I'm currently self-studying machine learning theory and am reading through information about hard-margin and soft-margin support vector machines. I know that soft-margin SVMs can be useful when we have non-linearly separable data and we want to allow for some noise such that we might have points that "violate" the margin. However, I'm wondering about two related cases to this idea but in the context of hard-margin SVMs: (a) if you add a new point to the dataset that "violates" the hard-margin SVM, would this necessarily cause the margin to shrink? (b) similarly, if instead of adding a new point you perturbed a point already in the dataset such that it now "violated" the margin, would this cause the margin to shrink?
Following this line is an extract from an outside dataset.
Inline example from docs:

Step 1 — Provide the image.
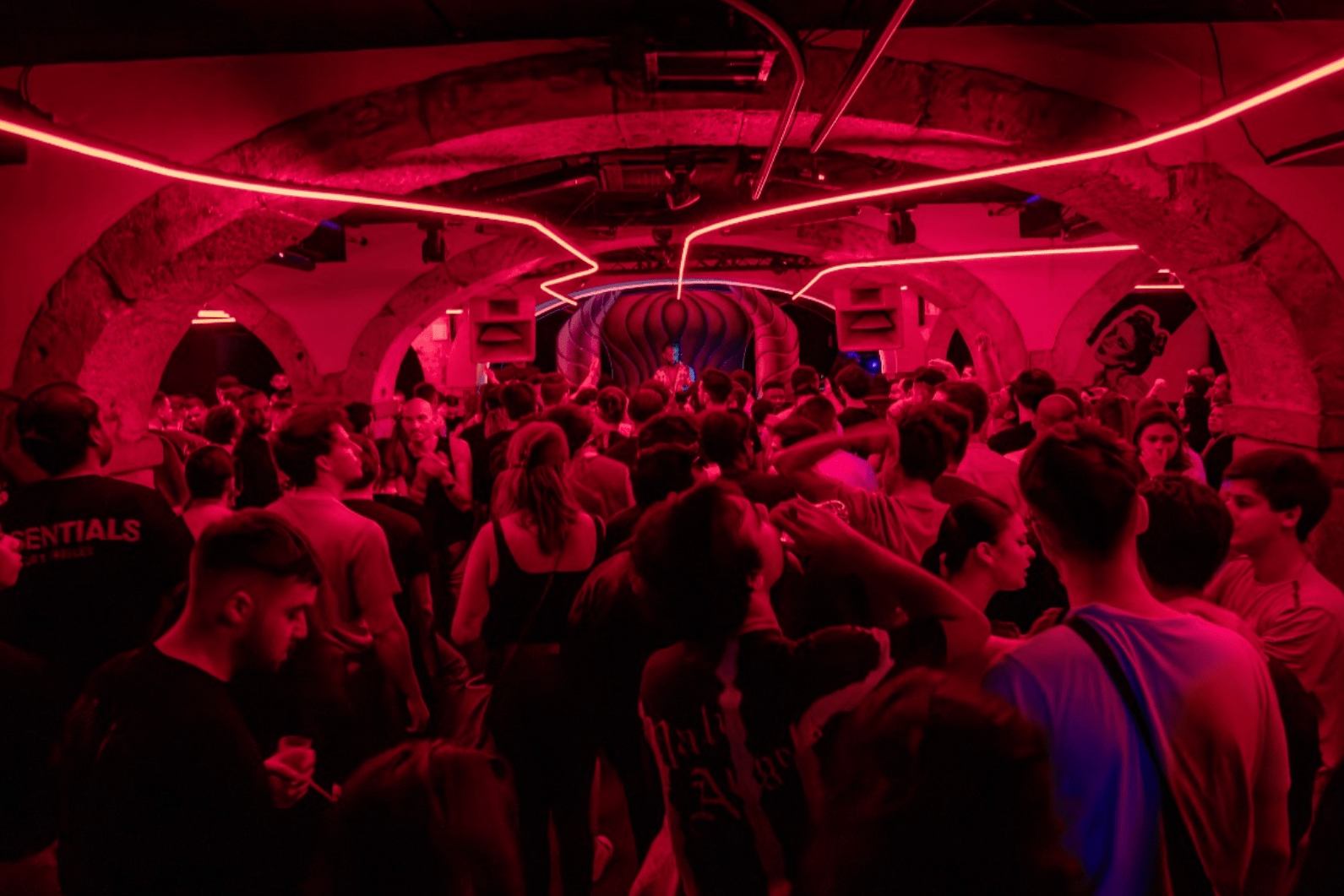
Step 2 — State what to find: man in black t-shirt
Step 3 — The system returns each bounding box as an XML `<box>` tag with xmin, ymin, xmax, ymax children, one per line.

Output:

Intuitively, I don't think the margin would necessarily shrink but rather that the hard-margin SVM would no longer be feasible and you would instead want to use a soft-margin SVM. For example, if you're thinking about a binary classification problem, if the violating point was so egregious that it crossed the decision boundary and into the cluster of points with a different classification, I don't see how the margin could shrink — it seems like you would have to just use a soft-margin SVM.
For a hard margin SVM, the decision boundary is solely defined by the points that allow for the widest margin whilst maintaining strict separation. If any one of those points draws inwards towards the decision plane, the boundary will shrink accordingly.
So if the location of the new (or perturbed) point is such that all the data are still linearly separable, then the hard margin would shrink to maintain separation.
There'll be a point at which you can no longer draw a straight line/hyperplane whilst keeping classes separate, whereupon there is no hard margin solution to be found.
In general SVMs in sklearn are soft-margin classifiers - they have a regularisation parameter C= that enforces stricter separation the larger it is (too high and the model begins to overfit).